I have a piece up at CiF on the plight of Kareem, the blogger who has begun a 4 year sentence of imprisonment in Egypt.

As a footnote to all this, I asked the Muslim Council of Britain’s Inayat Bungalawa:

I find myself a reluctant ally with Inayat on this issue.

It is imperative to support basic democratic rights and freedoms for all in Egypt, including Abdel Kareem Soliman, and the Muslim Brotherhood. It is both impossible and improper to fight clerical fascists like the Muslim Brotherhood by repression, torture, and the flaunting of basic constitutional rights.

I have a piece on CiF up tomorrow morning on Abdel Kareem Soliman’s case.

Having read this piece, can I ask you formally to endorse the campaign for his release from prison in Egypt. You have seen my reasons for opposing the persecution of the Muslim Brotherhood in Egypt. You are, for better or worse, an public figure, and your endorsement will carry some weight, I think.

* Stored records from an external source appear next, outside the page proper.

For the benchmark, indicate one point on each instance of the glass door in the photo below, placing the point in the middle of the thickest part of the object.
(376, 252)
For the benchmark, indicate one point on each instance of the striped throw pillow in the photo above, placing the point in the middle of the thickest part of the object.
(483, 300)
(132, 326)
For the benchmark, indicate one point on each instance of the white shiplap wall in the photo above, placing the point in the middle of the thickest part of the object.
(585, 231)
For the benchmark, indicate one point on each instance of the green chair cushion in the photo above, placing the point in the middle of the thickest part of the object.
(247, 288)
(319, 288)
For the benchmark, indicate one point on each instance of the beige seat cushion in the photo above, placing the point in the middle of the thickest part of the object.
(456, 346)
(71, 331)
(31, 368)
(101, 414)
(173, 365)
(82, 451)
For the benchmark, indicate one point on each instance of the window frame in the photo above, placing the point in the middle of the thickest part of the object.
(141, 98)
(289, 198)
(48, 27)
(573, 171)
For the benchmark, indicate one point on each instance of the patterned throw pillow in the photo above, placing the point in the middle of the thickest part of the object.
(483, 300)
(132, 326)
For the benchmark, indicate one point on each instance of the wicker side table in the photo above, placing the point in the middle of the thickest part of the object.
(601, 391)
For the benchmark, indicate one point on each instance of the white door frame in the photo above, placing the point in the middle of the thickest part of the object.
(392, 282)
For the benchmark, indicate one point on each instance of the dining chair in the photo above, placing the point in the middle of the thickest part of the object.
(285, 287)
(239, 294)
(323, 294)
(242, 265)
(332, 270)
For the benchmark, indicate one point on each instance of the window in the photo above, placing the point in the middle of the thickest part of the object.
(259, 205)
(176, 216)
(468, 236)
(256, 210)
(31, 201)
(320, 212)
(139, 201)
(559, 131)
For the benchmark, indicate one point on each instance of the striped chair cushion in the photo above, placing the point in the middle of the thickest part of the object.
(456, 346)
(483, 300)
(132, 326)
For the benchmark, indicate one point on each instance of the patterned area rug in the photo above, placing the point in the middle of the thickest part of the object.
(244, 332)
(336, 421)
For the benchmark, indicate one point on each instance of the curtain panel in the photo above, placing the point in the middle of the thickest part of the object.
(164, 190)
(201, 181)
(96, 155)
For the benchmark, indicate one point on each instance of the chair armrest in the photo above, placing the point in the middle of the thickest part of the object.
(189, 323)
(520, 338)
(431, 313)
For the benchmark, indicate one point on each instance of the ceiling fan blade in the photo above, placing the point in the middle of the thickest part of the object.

Can you also endeavour to secure the committment of the Muslim Council of Britain to the release of this young Egyptian Muslim man from imprisonment?

It would do the great things for your standing as a blogger, as a spokesman for the MCB, and for the MCB itself, were you to do so. It may also assist in securing, from all parts of the political spectrum, the level of support necessary to secure Abdel Kareem Soliman’s release from prison.

Inayat replied:

Anyway, from what I have seen, this Kareem fellow made some highly provocative remarks about the Prophet Muhammad and his companions. That said, I think people ought to be able to generally say what they like, even if it is very offensive as long as it does not incite racial or religious hatred. So, I am content personally to support a call for Kareem to be freed from jail on that basis, without in any way endorsing his risible and ignorant views about Islam. Whether Kareem will now be able to continue to live in safety in Egypt is another matter though. He may have to emigrate, given that his comments are unlikely to be looked very kindly upon by many among his fellow Egyptians (including his own parents, from what I have read).

Also, it is not just Kareem, but Mubarak has jailed hundreds of political activists, many of them from the largest opposition group, the Muslim Brotherhood and has decreed that they should face a military tribunal where they will have no right of appeal.

The former presidential candidate, Ayman Nour, also currently languishes in prison for having the temerity to challenge Mubarak to an election. He and the other political activists too should be freed. Are you calling for their freedom too, DavidT?

My position on the Muslim Brotherhood is set out above. Harry’s Place has covered the predicament of Ayman Nour extensively.

It can therefore be said that Kareem has support form across the political spectrum in this country.